Getting an interview scheduled is more than just making sure the candidate and interviewer’s schedules line up– it’s also the candidate taking a day off from their busy work schedule to come to your office.
While recruiters certainly shouldn’t be expected to work outside of work hours (though many of them do), conducting interviews between candidate outreach and regular meetings can create a lot of context switching. This makes it difficult to focus on one task well.
The case for weekend interviews
Candidates are encouraged not to prioritize their current job in favor of their potential new one, however, this can (and often will) put candidates in the awkward position of taking multiple days off.
It takes anywhere from 10-15 interviews to land an offer. With most job interviews taking an entire day (or more), the company that makes it the easiest to interview with them is the one that will nab candidates.
Opening up free time for candidates to interview on the weekends is a great way for them to have a candidate-driven experience.
However, it shouldn’t come at the expense of a recruiter’s time:
Are they worth it?
We all know that there are more jobs in the US than workers. Because of this, candidate experience is a key differentiator. There are many ways to create a great candidate experience, from giving goody bags at the onsite interview to replying to candidates in a timely manner.
Are weekend interviews part of that equation?
While weekend interviews open the opportunity to have a more flexible schedule for candidates, it can also give off the impression that candidates will be expected to work during weekends. Depending on your company culture, you might not want to give that impression.
Additionally, interviewers are expected to clear their weekend schedules in order to accommodate candidates. When the average onsite interview takes up to 45 minutes, this can quickly become an all-day event. (Which, of course, results in overtime payment.)
While candidates (and some interviewers) with busy schedules will welcome the opportunity to have an additional interview slot that fits into their schedule, it’s important to remember that the interview is a reflection of the company and the company’s culture. For many candidates, working weekends isn’t exactly what they’d like to picture.
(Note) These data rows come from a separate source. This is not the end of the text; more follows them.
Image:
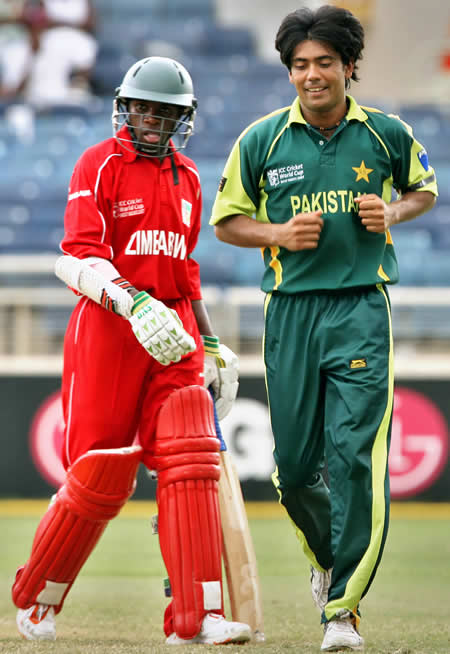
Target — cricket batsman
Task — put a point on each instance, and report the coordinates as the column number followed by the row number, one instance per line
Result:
column 138, row 352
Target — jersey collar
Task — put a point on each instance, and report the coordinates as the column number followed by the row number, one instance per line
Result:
column 355, row 112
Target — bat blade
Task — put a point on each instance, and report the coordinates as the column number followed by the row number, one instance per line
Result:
column 238, row 551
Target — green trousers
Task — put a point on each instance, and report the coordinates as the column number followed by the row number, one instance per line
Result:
column 329, row 376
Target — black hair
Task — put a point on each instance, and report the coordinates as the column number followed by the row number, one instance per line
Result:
column 332, row 25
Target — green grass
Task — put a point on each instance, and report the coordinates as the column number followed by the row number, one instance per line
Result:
column 116, row 605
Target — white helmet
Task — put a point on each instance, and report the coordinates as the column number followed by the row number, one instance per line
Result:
column 157, row 79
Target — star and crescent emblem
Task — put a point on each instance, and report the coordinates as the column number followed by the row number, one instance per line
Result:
column 362, row 172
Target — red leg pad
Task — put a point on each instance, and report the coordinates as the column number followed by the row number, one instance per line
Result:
column 96, row 488
column 187, row 461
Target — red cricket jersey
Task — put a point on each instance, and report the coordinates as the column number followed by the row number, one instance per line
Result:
column 127, row 208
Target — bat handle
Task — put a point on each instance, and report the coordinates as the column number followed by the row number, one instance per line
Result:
column 223, row 446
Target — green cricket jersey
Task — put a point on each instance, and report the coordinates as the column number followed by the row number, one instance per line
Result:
column 281, row 166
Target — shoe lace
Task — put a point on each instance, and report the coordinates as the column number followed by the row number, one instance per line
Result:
column 344, row 625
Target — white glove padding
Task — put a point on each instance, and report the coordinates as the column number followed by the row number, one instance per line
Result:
column 159, row 330
column 221, row 372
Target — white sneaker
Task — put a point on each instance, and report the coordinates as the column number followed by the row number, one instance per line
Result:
column 320, row 584
column 215, row 631
column 341, row 634
column 37, row 622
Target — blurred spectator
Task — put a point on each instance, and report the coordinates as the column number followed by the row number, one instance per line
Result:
column 65, row 51
column 15, row 49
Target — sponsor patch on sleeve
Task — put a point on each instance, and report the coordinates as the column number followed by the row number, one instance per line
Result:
column 423, row 158
column 223, row 181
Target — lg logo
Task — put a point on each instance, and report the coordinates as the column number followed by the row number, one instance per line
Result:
column 419, row 447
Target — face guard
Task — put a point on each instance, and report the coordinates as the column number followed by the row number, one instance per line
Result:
column 166, row 82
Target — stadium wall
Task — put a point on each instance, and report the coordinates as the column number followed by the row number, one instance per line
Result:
column 404, row 40
column 32, row 427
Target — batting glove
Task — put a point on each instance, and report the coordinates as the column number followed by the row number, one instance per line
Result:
column 221, row 370
column 159, row 329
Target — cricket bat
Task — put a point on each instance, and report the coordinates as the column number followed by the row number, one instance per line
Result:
column 238, row 551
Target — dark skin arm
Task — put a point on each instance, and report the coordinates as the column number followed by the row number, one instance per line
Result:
column 378, row 216
column 301, row 232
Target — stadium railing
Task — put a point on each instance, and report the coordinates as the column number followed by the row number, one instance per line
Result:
column 33, row 319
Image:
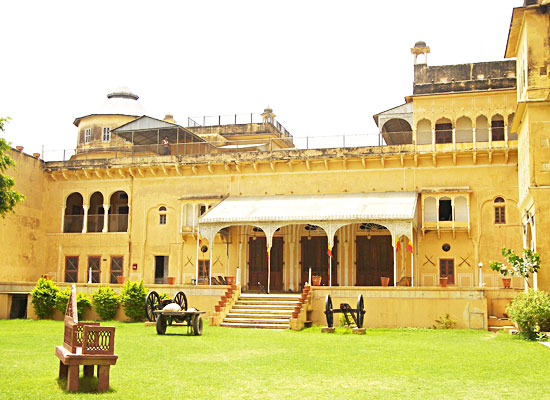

How can you prioritize busy candidates?
If hosting weekend interviews isn’t something you see in your future, the initial question still remains: how can you interview busy candidates without overly disrupting their schedule?
A lot in the interview process has stayed the same since its inception, including how interviews are prioritized and scheduled. This is where technology and tools come in. With something as fast-paced as recruiting, introducing automation is one of the few ways that we can not only see every candidate– but also give every candidate a great experience.
On the most basic level, candidate-driven scheduling is putting the candidate in the driver’s seat to choose their interview. Candidates are busy– that’s why the idea of weekend interviews is even out there! By enabling candidates to choose their interview slot based on their interviewer(s)’ calendar, companies are equally prioritizing their candidates and interviewers.
At the end of the day, it’s the company with the fastest time to hire that succeeds, and you don’t need to open up additional interviewing days in order to do that!